Panel: Depression Should be a Risk Factor for Heart Disease
After thorough review, experts recommend adding depression to the list of risk factors for heart disease.
Depression should be added to the official list of risk factors for heart disease, according to a panel of experts from the American Heart Association.
Among the millions of heart attack survivors in the United States, roughly one-fifth suffer from depression. And while most healthcare professionals acknowledge that depression can worsen outcomes, the American Heart Association has yet to add it to the current list of established risk factors for heart disease, which includes conditions like obesity, diabetes and hypertension. That’s why the American Heart Association tasked a panel of experts to review the entire body of evidence on the subject and provide recommendations based on their findings.
After reviewing a total of 53 studies on the topic, experts have no doubt that there’s a clear link between depression and poorer outcomes for heart patients. Most studies included in this review found that heart attack patients with depression fared much worse than similar patients without depression. In fact, depression appeared to significantly increase risk for complications and death in heart attack patients.
Consequently, the panel of experts concluded that depression should be listed as an official risk factor for poor outcomes in patients with acute coronary syndrome (an umbrella term for situations where blood flow to the heart suddenly stops, like during a heart attack). Adding depression as an official risk factor would not increase the diagnosis and treatment of depression in heart patients. Instead, it has the potential to improve outcomes for patients living with heart disease.
Based on this recent review, it’s not a question of “if” depression will be added as an official risk factor for heart disease, but rather “when.” Although authors still hope for additional research on the topic, they’re confident in existing research linking depression to poorer cardiovascular outcomes.
Questions for You to Consider
- Is depression common among heart patients?

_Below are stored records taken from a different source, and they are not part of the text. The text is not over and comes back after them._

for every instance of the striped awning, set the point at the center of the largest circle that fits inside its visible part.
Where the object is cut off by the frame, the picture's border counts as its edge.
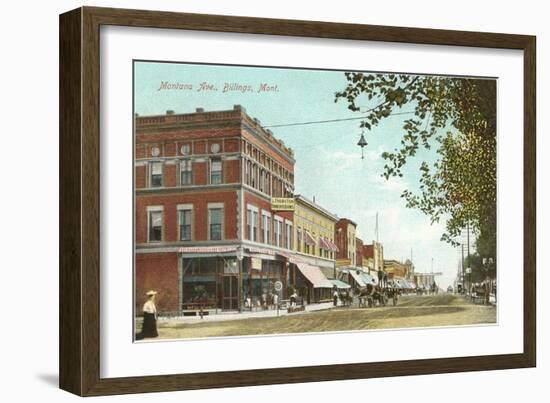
(340, 284)
(207, 249)
(323, 244)
(309, 239)
(314, 275)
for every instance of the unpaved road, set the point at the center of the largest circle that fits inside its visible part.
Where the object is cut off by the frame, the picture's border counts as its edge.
(411, 311)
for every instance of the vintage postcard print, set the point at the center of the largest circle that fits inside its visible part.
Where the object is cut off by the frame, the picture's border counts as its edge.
(273, 200)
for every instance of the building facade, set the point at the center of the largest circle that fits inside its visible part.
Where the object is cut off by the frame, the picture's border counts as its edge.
(205, 233)
(396, 269)
(373, 256)
(314, 249)
(345, 238)
(358, 252)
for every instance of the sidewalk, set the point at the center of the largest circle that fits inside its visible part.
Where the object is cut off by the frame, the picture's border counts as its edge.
(225, 316)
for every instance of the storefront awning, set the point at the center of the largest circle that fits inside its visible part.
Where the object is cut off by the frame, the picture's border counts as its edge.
(368, 278)
(340, 284)
(207, 249)
(323, 244)
(356, 275)
(332, 245)
(314, 275)
(308, 239)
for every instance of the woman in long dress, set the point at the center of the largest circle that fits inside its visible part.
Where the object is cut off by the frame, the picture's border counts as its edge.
(149, 328)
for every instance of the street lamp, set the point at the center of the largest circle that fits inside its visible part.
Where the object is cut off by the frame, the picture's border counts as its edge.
(487, 262)
(362, 143)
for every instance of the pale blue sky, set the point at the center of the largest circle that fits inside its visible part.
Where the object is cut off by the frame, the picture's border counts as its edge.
(328, 160)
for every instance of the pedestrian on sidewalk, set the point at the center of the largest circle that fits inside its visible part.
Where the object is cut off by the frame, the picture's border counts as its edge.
(149, 328)
(293, 299)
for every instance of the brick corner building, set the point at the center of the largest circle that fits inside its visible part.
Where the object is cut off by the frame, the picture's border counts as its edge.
(205, 233)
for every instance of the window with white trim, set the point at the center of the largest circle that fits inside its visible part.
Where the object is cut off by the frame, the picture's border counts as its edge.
(288, 238)
(252, 219)
(215, 223)
(266, 227)
(185, 224)
(216, 172)
(156, 174)
(155, 222)
(278, 231)
(186, 172)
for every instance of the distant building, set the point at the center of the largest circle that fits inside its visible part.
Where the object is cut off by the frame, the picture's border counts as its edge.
(314, 250)
(314, 229)
(359, 252)
(396, 269)
(345, 234)
(373, 256)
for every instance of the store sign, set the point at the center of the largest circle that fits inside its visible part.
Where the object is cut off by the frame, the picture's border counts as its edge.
(282, 204)
(256, 263)
(343, 262)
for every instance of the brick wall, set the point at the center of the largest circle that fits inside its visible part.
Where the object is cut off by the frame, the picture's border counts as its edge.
(140, 176)
(159, 272)
(199, 201)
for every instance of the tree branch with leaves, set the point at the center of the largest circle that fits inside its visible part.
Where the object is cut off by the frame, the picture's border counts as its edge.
(457, 116)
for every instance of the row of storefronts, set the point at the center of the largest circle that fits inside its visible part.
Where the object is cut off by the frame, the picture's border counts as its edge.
(218, 226)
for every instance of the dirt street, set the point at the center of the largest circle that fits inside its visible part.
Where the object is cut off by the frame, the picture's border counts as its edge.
(411, 311)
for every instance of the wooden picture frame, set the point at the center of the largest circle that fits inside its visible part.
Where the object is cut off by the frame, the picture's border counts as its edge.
(79, 348)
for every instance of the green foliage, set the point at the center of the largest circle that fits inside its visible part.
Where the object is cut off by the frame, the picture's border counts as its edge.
(460, 186)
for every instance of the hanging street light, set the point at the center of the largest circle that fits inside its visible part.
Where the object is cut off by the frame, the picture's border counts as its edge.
(362, 143)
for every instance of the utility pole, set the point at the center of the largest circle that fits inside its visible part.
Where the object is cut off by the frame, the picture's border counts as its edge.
(469, 261)
(463, 276)
(376, 227)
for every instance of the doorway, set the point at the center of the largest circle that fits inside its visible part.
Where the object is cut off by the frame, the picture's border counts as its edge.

- Yes, depression is relatively common among patients living with heart disease. Not only has depression been linked to heart disease, patients living with depression often have worse outcomes than individuals without this condition. If you’re worried that you might suffer from depression, it’s important to talk with your doctor to better understand the condition and possible treatments.
- How do I know if I have depression?
- Symptoms of depression may include difficulty concentrating, feeling sad or irritable, loss of appetite, loss of interest in everyday activities and trouble sleeping. However, depression affects each person differently so symptoms can vary. If you feel depressed or are concerned about depression, make an appointment to see your doctor.